BizDevOps: the new relationship between development, operations, and business
The xPaaS revolution is fueling the rise of DevOps, the increasingly popular software development methodology that emphasizes collaboration between developers ("Dev") and IT operations ("Ops"). Developers used to create applications independently in their own environment. After a certain point, they threw applications over the wall to operations, who had to figure out how to install them, configure them, and make them work in a real production environment. The DevOps movement is making developers and IT operations professionals work more closely together. As a result, developers are more aware of applications' operational attributes, which reduces the risk of operational errors. The developer's role has shifted. In exchange for the speed gains associated with working in an xPaaS environment, developers now have to complete many infrastructure-related tasks previously performed by operations. Of course, operations still has a role running and managing applications.

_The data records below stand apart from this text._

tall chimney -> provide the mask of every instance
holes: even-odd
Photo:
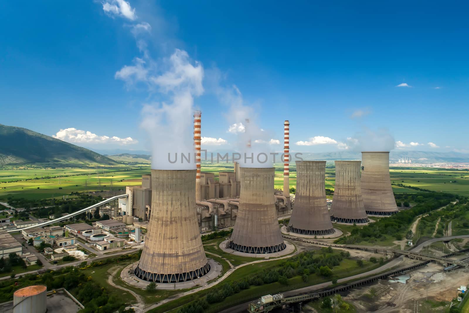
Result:
[[[194,209],[196,175],[196,170],[151,170],[151,214],[137,277],[179,282],[210,271]]]
[[[248,253],[285,249],[275,211],[273,167],[240,167],[241,190],[230,247]]]
[[[331,214],[333,220],[354,224],[369,220],[362,196],[360,161],[335,161],[335,188]]]
[[[296,191],[290,231],[324,235],[334,232],[325,197],[325,161],[296,162]]]
[[[283,196],[290,201],[290,122],[285,121],[283,123]]]
[[[196,151],[196,166],[197,174],[196,176],[196,200],[200,201],[201,198],[200,190],[200,135],[202,112],[196,111],[194,114],[194,146]]]
[[[389,152],[363,151],[362,165],[362,194],[367,214],[387,216],[397,213],[389,176]]]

But the most surprising and exciting aspect of the xPaaS revolution is that business people are starting to collaborate more closely with their IT organizations in creating new applications. With the waterfall model, business people used to imagine a new application, write a detailed spec, throw it over the wall to development, wait a year or more, and then receive an application that might or might not turn out to be what they needed. In the world of xPaaS, business people can conceive of new applications in a more iterative, trial-and-error fashion. Developers can quickly create draft applications to show business people, who can give immediate feedback or launch the applications and see how customers respond. Enabling more trial and error on the business front is perhaps the greatest value of xPaaS. In the beginning, there were three siloed groups: development, operations, and business. Then came DevOps, which improved cooperation between development and operations. Now the prevailing development model won't be DevOps, but BizDevOps, and all three groups—development, operations, and business—can collaborate and iterate more tightly, creating better outcomes for all.
BizDevOps is a new term, but in practice, it's already here. The sooner enterprises take advantage of the tighter collaboration between developers, IT operations professionals, and business people that the xPaaS revolution has facilitated, the greater their competitive rewards will be.